Pension Application of William and Elizabeth Franklin Poage: W8502

                        Transcribed and annotated by C. Leon Harris


Virginia at a Court held at the Court house for the County of Botetourt on Monday the 12th day of November 1832.

            On this 12th day of November 1832 personally appeared in open court before the court of Botetourt County now sitting William Poge a resident of said County of Botetourt and State of Virginia aged Seventy three years who being first duly Sworn according to Law doth on his Oath make the following declaration in order to obtain the benefit of the act of Congress passed June 7th 1832

            That he entered the Service of the united States under the following named officers and served as herein stated – he states that he entered the service under the command of Lieutenant Andrew Armstrong in the Month of April he is not certain what year but thinks it was in 1777 or 78. he states that the object of the expedition under Armstrong was to guard the frontier against the Indians. he states that he was in no engagement with the Indians in this tour and returned home after harvest of the same year having been gone three months or more  at the time he entered the service he lived on Back creek in the County of Botetourt [in Roanoke County since 1838] in the State of Va.
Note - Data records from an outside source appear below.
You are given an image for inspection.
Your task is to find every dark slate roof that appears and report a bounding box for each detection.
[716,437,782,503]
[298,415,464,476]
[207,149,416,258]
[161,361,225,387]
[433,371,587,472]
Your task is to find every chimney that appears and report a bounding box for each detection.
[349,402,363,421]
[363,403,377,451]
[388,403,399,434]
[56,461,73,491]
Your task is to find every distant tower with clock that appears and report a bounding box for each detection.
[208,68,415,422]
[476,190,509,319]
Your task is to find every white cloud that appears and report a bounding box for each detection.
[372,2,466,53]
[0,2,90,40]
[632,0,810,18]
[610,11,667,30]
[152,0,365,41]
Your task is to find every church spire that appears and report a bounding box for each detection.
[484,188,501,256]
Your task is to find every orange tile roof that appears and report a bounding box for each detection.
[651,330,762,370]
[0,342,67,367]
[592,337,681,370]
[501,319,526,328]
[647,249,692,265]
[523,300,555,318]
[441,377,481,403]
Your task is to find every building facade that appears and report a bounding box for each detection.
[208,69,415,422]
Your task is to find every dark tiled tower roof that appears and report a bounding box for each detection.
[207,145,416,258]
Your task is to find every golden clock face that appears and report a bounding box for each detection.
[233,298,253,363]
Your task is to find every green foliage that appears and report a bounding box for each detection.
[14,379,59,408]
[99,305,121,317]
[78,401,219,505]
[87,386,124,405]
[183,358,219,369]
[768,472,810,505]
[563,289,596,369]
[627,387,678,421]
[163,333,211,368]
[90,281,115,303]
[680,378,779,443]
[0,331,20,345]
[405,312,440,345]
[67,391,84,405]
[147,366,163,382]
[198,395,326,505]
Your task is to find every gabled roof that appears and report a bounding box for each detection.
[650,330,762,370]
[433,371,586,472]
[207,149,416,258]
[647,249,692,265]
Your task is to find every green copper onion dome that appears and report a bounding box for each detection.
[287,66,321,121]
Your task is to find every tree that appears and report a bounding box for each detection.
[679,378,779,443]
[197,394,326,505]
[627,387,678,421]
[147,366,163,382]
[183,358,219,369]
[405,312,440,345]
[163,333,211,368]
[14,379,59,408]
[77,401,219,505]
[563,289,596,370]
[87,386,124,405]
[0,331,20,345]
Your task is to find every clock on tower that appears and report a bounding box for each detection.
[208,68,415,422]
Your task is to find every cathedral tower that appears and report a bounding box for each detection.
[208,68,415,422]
He states that he was drafted  The service performed on this expedition was on Sinking creek  In the summer of the year after the above tour he was drafted again and started under William McClanahan to fight against the Tories in N. Carolina but owing to some inteligence received by the Captain they stopped at the lead mines now in Wythe County in Virginia for the purpose of guarding them  He served three months during this tour and was discharged and returned home  he has lost his discharge  he was living at the same place when he entered this service as on the previous one – He states that he was again drafted in the month of January or February 17—  and marched under Capt’n Wm McClanahan to N. Carolina  a short time before they joined the main army the battle of Guilford [Guilford Courthouse, 15 Mar 1781] was fought  they were making great exertions to join the army before the battle but were unable to do so  Col. William Washington was the commanding officer to whom he belonged  he was discharged after serving three months this tour. He has lost his discharge

            He was drafted again in the year [blank] about the last of August and marched under the command of Captain David May to York and was there untill the Surrender of Cornwallis [19 Oct 1781] after the surrender he marched with the Prisoners to Winchester he was drafted for 3 months this tour but thinks he was longer in the service. he was again regularly discharged but has lost it

He hereby relinquishes every claim whatever to a pension or annuity except the present and declares that his name is not on the Pension roll of the agency of any State  he knows of no person who can prove the statements contained in this declaration except Esau Harman and he only into part  Sworn to and subscribed the day and year aforesaid            [signed] William Poag


NOTE: On 28 July 1853 in Roanoke County Elizabeth Poage, 68, applied for a pension stating that she was married to William Poage on 23 Dec 1806 by Rev. Samuel Mitchell, and her husband died 23 Sep 1834. With her application was a copy of a bond signed on 17 Dec 1806 by William Poage and Nathan Franklin for the marriage of Poage to Elizabeth Franklin, daughter of Nathan Franklin. On 5 Sep 1877 James Poage, son and administrator of Elizabeth Poage, applied to have her pension restored. He stated that she had died 11 July 1867 at age 82 at her home on Back Creek in Roanoke County, and “that she has not borne arms against the Government of the United States, or in any manner aided or abetted the rebellion, or those prosecuting the rebellion, or manifested a sympathy with their cause, but, on the contrary, did, during the said rebellion, earnestly desire its suppression by force of arms.” The document was witnessed by George Poage. In a related document her daughter, Susannah Poage, stated that her mother “never aided encouraged or sympathized with the Rebelion, but was always loyal to the government of the U. States.”